Court Opinion

ID: 9663143
Source: CourtListenerOpinion
Date Created: 2023-08-23 23:29:13.940989+00
Date Added: 2024-06-11T18:14:46.044151
License: Public Domain

WUEST, Chief Justice
(concurring specially).
I concur, but have some reservations regarding the majority’s rationale on the prejudgment interest issue. The Bank sued Kehn Ranch and the Kehns upon two theories: (1) Upon the promissory notes (contract theory); and (2) fraud and deceit. The court instructed the jury upon both theories. The jury was further instructed that if the Ranch and Kehns were liable on the promissory notes the damages was the unpaid principal on the notes and the court would determine interest based on answers to questions on the verdict form, or the applicable law. The court further instructed on damages for fraud. However, it did not instruct the jury that they could award interest on the fraud theory under SDCL 21-1-13, which provides:
In an action for the breach of an obligation not arising from contract, and in every case of oppression, fraud, or malice, interest may be given, in the discretion of the jury.

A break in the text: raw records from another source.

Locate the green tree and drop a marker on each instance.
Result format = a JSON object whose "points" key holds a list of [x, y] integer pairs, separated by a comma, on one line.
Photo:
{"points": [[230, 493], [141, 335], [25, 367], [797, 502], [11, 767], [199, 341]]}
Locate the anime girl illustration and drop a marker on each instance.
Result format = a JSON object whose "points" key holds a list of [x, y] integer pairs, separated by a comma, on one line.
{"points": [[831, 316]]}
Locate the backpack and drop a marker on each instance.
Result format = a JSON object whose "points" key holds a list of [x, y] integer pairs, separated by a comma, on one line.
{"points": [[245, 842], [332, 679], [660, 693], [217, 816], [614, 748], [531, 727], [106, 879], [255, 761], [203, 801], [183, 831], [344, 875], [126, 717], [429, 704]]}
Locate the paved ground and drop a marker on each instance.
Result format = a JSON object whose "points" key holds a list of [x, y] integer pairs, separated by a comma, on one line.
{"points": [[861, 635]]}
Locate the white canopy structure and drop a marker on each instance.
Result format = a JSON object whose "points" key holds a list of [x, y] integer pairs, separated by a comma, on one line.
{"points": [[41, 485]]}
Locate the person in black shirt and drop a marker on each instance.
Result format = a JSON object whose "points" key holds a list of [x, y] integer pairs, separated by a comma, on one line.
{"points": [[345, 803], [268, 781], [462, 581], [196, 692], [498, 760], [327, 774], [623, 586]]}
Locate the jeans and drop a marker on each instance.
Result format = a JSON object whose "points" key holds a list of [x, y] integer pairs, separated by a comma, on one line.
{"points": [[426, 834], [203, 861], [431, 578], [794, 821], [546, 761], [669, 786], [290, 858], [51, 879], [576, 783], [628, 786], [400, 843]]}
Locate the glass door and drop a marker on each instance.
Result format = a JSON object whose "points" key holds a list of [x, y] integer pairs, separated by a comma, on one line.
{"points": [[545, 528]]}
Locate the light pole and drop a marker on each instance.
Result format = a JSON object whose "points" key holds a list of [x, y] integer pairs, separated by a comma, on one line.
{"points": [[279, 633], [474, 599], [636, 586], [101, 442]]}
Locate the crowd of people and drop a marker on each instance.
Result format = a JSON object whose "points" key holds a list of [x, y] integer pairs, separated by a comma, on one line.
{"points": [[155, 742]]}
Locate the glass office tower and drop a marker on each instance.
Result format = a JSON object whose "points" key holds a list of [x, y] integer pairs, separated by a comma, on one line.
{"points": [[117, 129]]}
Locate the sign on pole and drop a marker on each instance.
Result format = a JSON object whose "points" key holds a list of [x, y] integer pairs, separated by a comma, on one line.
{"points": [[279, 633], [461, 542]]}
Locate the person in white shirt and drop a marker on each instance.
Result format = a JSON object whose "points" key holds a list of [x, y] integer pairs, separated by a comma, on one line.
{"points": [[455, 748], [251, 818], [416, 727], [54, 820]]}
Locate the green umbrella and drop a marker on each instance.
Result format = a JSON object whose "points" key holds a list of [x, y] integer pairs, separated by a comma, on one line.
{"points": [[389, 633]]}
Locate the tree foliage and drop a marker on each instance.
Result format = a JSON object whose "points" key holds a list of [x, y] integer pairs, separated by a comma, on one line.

It appears from the verdict form the jury awarded damages to the Bank and against the Ranch and Kehns on the fraud theory, although the damages against them except for Clark Kehn was the sum of the unpaid principal of the notes. As to Clark Kehn, the jury awarded Bank another $100,000 as punitive damages. Under our law, punitive damages cannot be awarded for recovery on a note, but in the discretion of the jury for fraud. SDCL 21-3-2. Since the jury was never instructed they could award interest on the fraud charge, it was error for the court to grant the motion awarding prejudgment interest. If the verdict had been upon the notes (breach of contract theory), which contained a provision for past due interest, I may have distinguished this case from Subsurfco and Hepper, although I concurred in both of them.